So this morning Barclays Chairman Marcus Agius resigned as a result of the latest 'trust' issue concerning our high street banks. Will his be the only resignation connected to this issue? Only time will tell.
All eyes will certainly be on CEO Bob Diamond when he appears before the House of Commons Treasury Select Committee on Wednesday, though you do wonder whether this issue is restricted to Barclays alone, or whether it might just be the tip of a very large iceberg within the broader banking industry.
This story has been allowed to grow and develop over the last five days with Barclays seemingly unable take control and manage the media attention. For a company with the size and profile of Barclays this is surprising.
And whilst the issue may be a complex one, the basic rules of the game remain the same:
1. If you've done something wrong, say sorry - a little remorse goes a long way (something comedian Jimmy Carr demonstrated to great effect last week).
2. Fix the problem and fix it quickly. Demonstrate that you're in control. If you say it won't happen again, show how you're going to make sure it'll never happen again.
3. Show leadership and personality.

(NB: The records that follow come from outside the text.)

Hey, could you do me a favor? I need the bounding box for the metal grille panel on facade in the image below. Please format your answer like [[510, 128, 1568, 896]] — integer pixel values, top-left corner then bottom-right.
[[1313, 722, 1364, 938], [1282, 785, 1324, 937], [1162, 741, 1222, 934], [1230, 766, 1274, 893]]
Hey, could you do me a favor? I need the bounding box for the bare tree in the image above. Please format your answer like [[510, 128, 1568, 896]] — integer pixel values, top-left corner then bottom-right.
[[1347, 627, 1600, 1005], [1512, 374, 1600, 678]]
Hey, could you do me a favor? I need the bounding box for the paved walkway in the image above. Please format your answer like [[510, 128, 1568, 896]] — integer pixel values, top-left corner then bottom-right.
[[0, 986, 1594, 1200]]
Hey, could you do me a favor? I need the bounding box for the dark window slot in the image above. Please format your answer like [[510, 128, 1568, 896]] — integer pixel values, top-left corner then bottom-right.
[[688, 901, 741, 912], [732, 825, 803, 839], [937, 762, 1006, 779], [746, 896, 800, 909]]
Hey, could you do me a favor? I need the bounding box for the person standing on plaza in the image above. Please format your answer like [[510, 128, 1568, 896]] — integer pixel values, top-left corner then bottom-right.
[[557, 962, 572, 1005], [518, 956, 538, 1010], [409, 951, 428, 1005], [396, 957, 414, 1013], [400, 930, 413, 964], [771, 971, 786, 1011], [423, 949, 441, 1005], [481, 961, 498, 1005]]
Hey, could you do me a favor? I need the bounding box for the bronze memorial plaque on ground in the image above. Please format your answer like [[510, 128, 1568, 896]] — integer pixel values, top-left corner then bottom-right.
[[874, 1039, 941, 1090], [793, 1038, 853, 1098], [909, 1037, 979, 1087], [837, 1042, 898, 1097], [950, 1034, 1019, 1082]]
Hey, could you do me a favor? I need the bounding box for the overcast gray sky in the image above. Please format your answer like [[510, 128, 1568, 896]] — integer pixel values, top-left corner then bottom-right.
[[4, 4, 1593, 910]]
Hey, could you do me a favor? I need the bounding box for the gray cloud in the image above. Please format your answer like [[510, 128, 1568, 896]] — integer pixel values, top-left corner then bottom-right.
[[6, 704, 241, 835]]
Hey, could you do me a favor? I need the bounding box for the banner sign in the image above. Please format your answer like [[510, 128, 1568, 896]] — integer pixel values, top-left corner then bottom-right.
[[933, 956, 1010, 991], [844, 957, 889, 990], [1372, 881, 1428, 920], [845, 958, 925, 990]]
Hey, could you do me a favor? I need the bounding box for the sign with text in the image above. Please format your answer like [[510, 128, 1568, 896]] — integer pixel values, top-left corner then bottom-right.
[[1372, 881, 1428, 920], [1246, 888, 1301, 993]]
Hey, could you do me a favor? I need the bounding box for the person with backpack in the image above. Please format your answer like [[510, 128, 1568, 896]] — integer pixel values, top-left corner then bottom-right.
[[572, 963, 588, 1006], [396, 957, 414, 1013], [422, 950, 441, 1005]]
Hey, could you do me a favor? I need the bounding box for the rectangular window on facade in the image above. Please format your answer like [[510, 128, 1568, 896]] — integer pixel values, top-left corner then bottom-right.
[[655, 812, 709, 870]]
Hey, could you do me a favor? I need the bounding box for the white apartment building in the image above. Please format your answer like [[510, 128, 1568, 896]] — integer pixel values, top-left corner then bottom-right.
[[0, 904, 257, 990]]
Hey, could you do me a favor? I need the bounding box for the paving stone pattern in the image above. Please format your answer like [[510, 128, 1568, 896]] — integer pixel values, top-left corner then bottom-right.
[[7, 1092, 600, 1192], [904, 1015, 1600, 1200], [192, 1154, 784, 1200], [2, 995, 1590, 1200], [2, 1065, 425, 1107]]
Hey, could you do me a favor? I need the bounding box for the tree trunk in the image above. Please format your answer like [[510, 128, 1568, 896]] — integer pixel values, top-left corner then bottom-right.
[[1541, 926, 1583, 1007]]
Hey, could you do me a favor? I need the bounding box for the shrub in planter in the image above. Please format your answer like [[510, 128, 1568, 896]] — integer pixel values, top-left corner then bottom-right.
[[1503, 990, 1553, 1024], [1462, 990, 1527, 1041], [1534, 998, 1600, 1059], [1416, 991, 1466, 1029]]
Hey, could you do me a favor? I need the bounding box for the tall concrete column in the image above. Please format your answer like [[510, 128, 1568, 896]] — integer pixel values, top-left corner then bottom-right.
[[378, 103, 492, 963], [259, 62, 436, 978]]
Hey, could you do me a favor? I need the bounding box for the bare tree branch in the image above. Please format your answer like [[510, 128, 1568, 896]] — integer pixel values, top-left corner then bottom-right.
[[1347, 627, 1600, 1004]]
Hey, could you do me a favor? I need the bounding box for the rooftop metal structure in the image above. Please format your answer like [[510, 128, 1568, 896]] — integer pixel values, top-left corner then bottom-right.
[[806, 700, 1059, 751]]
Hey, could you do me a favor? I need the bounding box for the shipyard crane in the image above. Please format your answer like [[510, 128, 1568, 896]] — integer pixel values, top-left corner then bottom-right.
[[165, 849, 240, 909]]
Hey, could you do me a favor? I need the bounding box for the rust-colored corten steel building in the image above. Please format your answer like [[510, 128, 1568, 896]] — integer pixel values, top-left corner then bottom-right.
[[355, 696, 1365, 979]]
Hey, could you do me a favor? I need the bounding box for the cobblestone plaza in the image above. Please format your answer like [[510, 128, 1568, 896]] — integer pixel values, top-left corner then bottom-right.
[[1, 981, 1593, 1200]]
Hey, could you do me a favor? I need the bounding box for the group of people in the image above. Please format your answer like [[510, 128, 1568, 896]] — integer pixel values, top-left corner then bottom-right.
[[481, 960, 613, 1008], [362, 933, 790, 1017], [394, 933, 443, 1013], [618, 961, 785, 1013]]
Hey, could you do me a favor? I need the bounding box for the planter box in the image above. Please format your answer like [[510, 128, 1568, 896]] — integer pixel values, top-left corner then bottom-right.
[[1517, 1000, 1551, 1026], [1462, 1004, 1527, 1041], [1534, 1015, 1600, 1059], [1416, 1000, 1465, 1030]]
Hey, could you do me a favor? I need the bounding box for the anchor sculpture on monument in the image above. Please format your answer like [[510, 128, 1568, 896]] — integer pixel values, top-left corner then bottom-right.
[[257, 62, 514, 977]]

People want to know that someone is in charge, and they want to trust that person. Having a senior business leader as a constant source of updates and communication is vital.
How this story plays out over the next week or so is uncertain. What is certain, however, is that the story will continue to run, thanks to Bob Diamond’s select committee appearance on Wednesday, followed by Marcus Agius’s turn on Thursday. How Barclays handles it will also come under severe scrutiny by the media commentators.